Going Serverless with AWS Lambda and API Gateway
07 August 2016
Lately, there's been a lot of buzz in the computing world about "serverless". Serverless is a concept wherein you don't manage any servers yourself but instead provide your code or executables to a service that executes them for you. This is execution-as-a-service. It introduces many opportunities and also presents its own unique set of challenges.

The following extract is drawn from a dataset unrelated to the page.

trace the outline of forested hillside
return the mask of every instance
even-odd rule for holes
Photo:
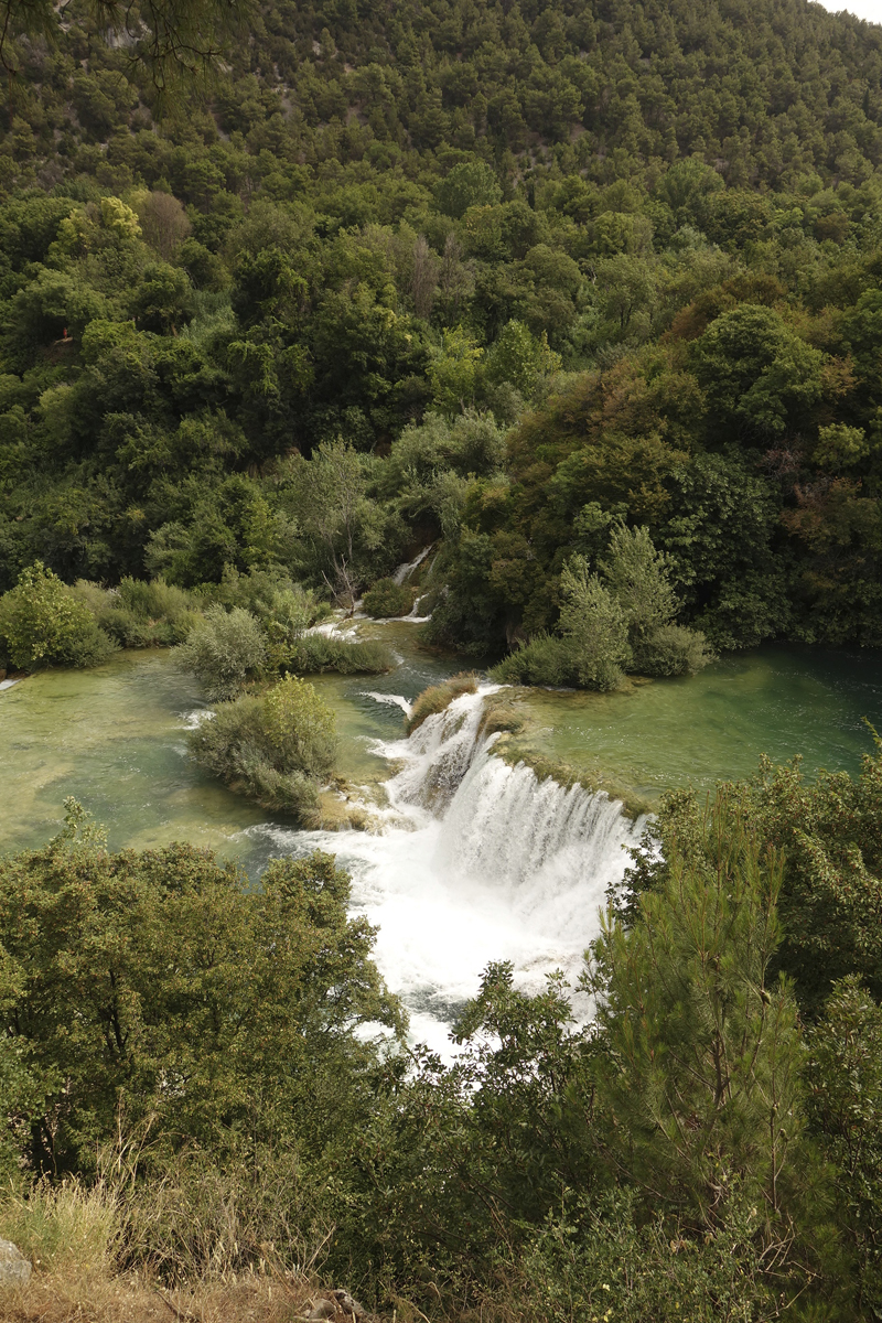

A brief digression on computing
In the beginning, there was... well. It's a little complicated. At the very beginning, we had mechanical computers. Then along came ENIAC. Things really don't start to get "mass production", however, until the advent of mainframes.
- 1950s - Mainframes
- 1960s - Minicomputers
- 1994 - Rack servers
- 2001 - Blade servers
- 2000s - Virtual servers
- 2006 - Cloud servers
- 2013 - Containers
- 2014 - Serverless
These are rough release/popularity dates. Argue amongst yourselves about the timeline.
The progression here seems to be a trend toward executing smaller and smaller units of functionality. Each step down generally represents a decrease in the operational overhead and an increase in the operational flexibility.
The possibilities
Yay! Serverless! But. What advantages do we gain by going serverless? And what challenges do we face?
No billing when there is no execution. In my mind, this is a huge selling point. When no one is using your site or your API, you aren't paying for. No ongoing infrastructure costs. Pay only for what you need. In some ways, this is the fulfillment of the cloud computing promise "pay only for what you use".
No servers to maintain or secure. Server maintenance and security is handled by your vendor (you could, of course, host serverless yourself, but in some ways this seems like a step in the wrong direction). Since your execution times are also limited, the patching of security issues is also simplified since there is nothing to restart. This should all be handled seamlessly by your vendor.
Unlimited scalability. This is another big one. Let's say you write the next Pokémon Go. Instead of your site being down every couple of days, serverless lets you just keep growing and growing. A double-edged sword, for sure (with great scalability comes great... bills), but if your service's profitability depends on being up, then serverless can help enable that.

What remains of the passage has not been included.